The “Endangerment Finding” is the U.S. Environmental Protection Agency’s (EPA’s) regulatory finding that combined emissions of six greenhouse gases — carbon dioxide, methane, nitrous oxide, hydrofluorocarbons, perfluorocarbons, and sulfur hexafluoride — endanger the public health and welfare of current and future generations. Simultaneously, EPA found that emissions of greenhouse gases from new motor vehicles contribute to dangerous greenhouse gas pollution. EPA issued both findings in response to the U.S. Supreme Court’s opinion in Massachusetts v. EPA and after weighing 380,000 public comments on the issue.
Executive Order 13514: “Federal Leadership in Environmental, Energy, and Economic Performance,” directs federal agencies to lead by example to: increase energy efficiency, reduce greenhouse gas emissions, conserve water, eliminate waste, prevent pollution, and foster sustainability. The Order also directs federal agencies to develop plans for adapting to the impacts of climate change on their mission and operations.
International:
The United Nations Framework Convention on Climate Change (UNFCCC) is a nonbinding agreement among 154 nations, including the U.S., to reduce atmospheric concentrations of carbon dioxide and other greenhouse gases to “prevent dangerous anthropogenic [i.e., human-induced] interference with the [Earth’s] climate system.” The convention emerged from the 1992 United Nations “Earth Summit” in Rio de Janeiro.
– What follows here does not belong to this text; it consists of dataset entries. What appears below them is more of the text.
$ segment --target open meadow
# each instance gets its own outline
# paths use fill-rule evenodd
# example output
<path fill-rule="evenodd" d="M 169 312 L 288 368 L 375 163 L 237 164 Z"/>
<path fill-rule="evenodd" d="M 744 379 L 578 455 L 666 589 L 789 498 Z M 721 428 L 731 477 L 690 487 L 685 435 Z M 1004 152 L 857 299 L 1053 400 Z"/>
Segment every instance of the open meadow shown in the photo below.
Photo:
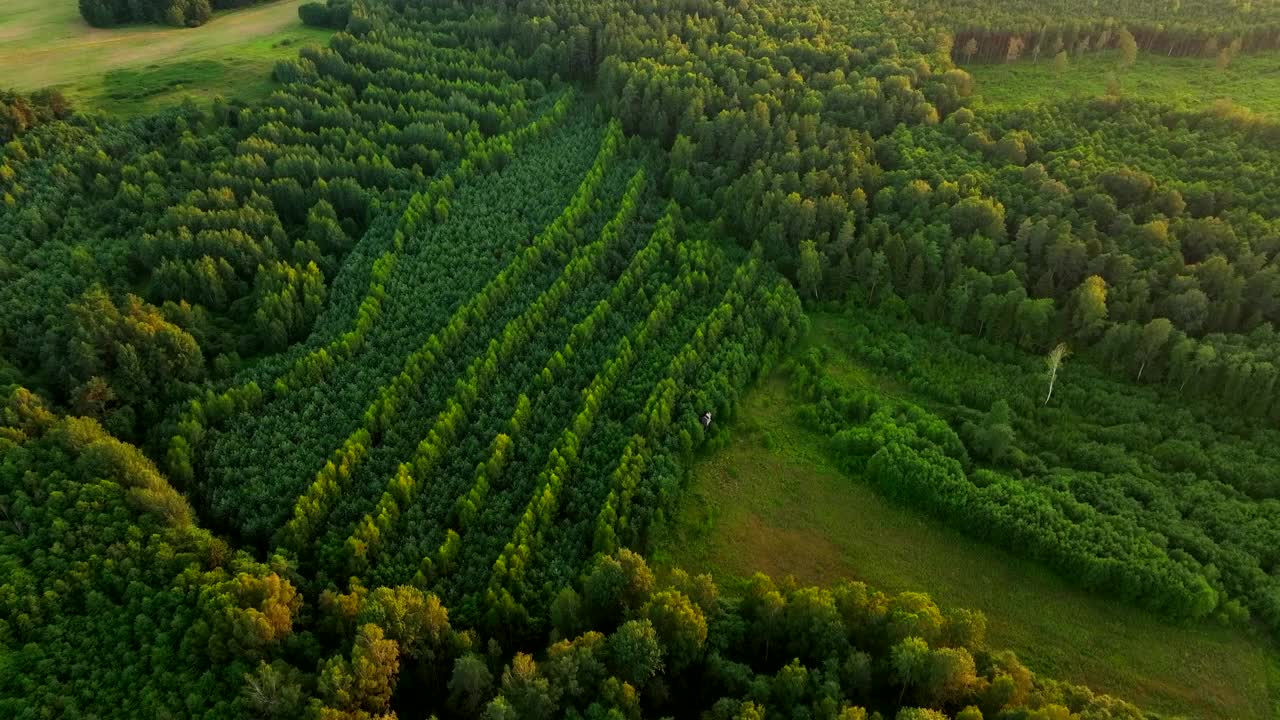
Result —
<path fill-rule="evenodd" d="M 1230 102 L 1255 113 L 1280 116 L 1280 53 L 1274 52 L 1239 55 L 1225 68 L 1214 58 L 1154 53 L 1140 53 L 1133 66 L 1121 68 L 1115 51 L 1073 57 L 1065 68 L 1043 57 L 961 67 L 973 75 L 981 101 L 998 110 L 1087 100 L 1118 91 L 1123 97 L 1188 108 Z"/>
<path fill-rule="evenodd" d="M 7 0 L 0 9 L 0 76 L 21 91 L 57 87 L 72 102 L 138 115 L 216 95 L 257 100 L 274 86 L 272 66 L 328 30 L 298 19 L 302 0 L 218 14 L 199 28 L 135 25 L 101 29 L 74 0 Z"/>

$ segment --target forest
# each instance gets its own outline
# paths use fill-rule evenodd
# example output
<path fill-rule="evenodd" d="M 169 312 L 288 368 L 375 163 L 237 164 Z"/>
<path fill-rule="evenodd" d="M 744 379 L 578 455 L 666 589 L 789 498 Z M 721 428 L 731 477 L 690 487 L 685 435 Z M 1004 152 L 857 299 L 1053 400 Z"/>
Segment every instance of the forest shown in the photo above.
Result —
<path fill-rule="evenodd" d="M 234 10 L 271 0 L 79 0 L 80 16 L 94 27 L 156 23 L 199 27 L 220 10 Z"/>
<path fill-rule="evenodd" d="M 957 60 L 1052 60 L 1109 48 L 1217 57 L 1275 50 L 1280 7 L 1272 2 L 1118 0 L 1105 12 L 1077 0 L 911 0 L 929 26 L 953 34 Z"/>
<path fill-rule="evenodd" d="M 71 105 L 57 90 L 23 95 L 0 90 L 0 140 L 9 142 L 37 125 L 65 120 Z"/>
<path fill-rule="evenodd" d="M 912 398 L 843 387 L 821 351 L 789 361 L 805 421 L 851 474 L 1083 587 L 1156 613 L 1276 626 L 1275 430 L 1171 393 L 859 312 L 852 354 Z M 992 387 L 1018 388 L 991 402 Z M 918 401 L 918 402 L 917 402 Z"/>
<path fill-rule="evenodd" d="M 1050 5 L 329 0 L 265 100 L 0 92 L 0 715 L 1160 717 L 927 587 L 646 559 L 775 369 L 851 481 L 1274 645 L 1280 122 L 966 67 L 1280 4 Z"/>

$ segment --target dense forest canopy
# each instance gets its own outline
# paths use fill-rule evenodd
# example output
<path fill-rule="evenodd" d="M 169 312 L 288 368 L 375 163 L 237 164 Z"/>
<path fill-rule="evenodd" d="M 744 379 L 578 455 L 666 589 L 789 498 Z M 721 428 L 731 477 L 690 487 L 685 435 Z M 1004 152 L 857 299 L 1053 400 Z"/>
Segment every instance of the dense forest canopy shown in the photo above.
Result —
<path fill-rule="evenodd" d="M 1121 49 L 1162 55 L 1261 52 L 1280 47 L 1275 0 L 910 0 L 930 26 L 955 37 L 966 61 L 1052 60 L 1060 52 Z"/>
<path fill-rule="evenodd" d="M 1262 52 L 1277 7 L 330 0 L 261 103 L 0 95 L 0 708 L 1149 717 L 920 593 L 638 553 L 785 362 L 886 496 L 1273 641 L 1280 125 L 962 65 Z M 785 359 L 802 298 L 928 401 Z"/>
<path fill-rule="evenodd" d="M 0 142 L 9 142 L 37 125 L 63 120 L 71 105 L 57 90 L 30 95 L 0 90 Z"/>

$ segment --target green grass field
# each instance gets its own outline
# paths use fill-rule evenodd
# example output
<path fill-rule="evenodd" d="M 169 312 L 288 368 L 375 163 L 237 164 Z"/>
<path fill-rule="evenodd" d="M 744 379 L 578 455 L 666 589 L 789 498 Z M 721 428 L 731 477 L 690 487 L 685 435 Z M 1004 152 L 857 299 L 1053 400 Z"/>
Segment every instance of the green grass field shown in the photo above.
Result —
<path fill-rule="evenodd" d="M 1107 92 L 1109 77 L 1129 97 L 1169 100 L 1202 107 L 1230 100 L 1257 113 L 1280 115 L 1280 53 L 1241 55 L 1225 70 L 1212 58 L 1139 54 L 1127 70 L 1117 70 L 1116 52 L 1071 58 L 1058 73 L 1052 59 L 1038 62 L 973 63 L 964 69 L 977 80 L 976 94 L 995 108 L 1015 108 L 1041 100 L 1088 98 Z"/>
<path fill-rule="evenodd" d="M 842 346 L 838 317 L 812 319 L 808 342 Z M 833 355 L 832 377 L 902 394 Z M 1263 718 L 1280 710 L 1280 663 L 1261 640 L 1155 619 L 892 505 L 836 470 L 794 407 L 778 375 L 751 391 L 729 447 L 695 465 L 656 564 L 922 590 L 944 605 L 985 612 L 991 644 L 1015 650 L 1037 672 L 1193 717 Z"/>
<path fill-rule="evenodd" d="M 55 86 L 78 106 L 138 114 L 215 95 L 252 100 L 271 91 L 271 67 L 330 32 L 298 20 L 302 0 L 221 13 L 198 28 L 102 30 L 75 0 L 4 0 L 0 86 Z"/>

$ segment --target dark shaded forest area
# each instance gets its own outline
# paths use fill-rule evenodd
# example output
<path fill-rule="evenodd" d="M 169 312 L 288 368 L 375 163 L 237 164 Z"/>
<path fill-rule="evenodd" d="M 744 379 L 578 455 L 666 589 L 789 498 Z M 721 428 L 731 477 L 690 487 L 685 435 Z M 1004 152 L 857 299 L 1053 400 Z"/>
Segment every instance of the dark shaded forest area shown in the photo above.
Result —
<path fill-rule="evenodd" d="M 199 27 L 221 10 L 249 7 L 271 0 L 79 0 L 80 16 L 94 27 L 156 23 Z"/>

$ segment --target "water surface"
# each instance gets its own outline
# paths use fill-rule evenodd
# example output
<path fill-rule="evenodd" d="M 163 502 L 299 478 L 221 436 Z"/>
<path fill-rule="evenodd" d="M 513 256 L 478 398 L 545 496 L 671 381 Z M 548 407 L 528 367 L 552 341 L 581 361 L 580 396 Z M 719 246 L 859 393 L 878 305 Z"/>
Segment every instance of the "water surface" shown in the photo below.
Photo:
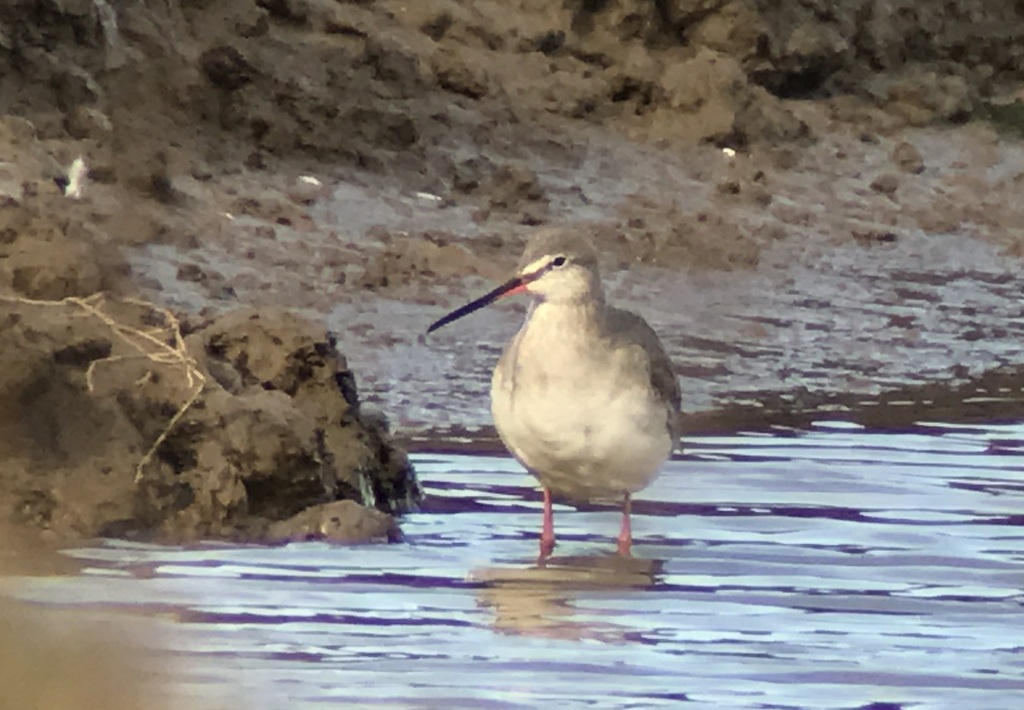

President George H. Bush attended the summit and signed the convention for the U.S.; the U.S. Senate unanimously ratified the treaty.
The Kyoto Protocol is a 1997 international agreement assigning mandatory greenhouse gas emission reduction targets to the 37 industrialized nations and the European community which ratified the Protocol. The Protocol only binds developed nations on the principle that they are largely responsible for high levels of greenhouse gases accumulated in the atmosphere over 150 years of industrial activity. The U.S. is not a participant. Because developing and heavily polluting nations such as China and India were not subject to binding emission reductions, the U.S. Senate unanimously passed a resolution opposing U. S. entry into the Protocol and President Clinton did not submit the Protocol to the Senate for ratification. Canada, originally a signatory, withdrew from the Protocol in 2011.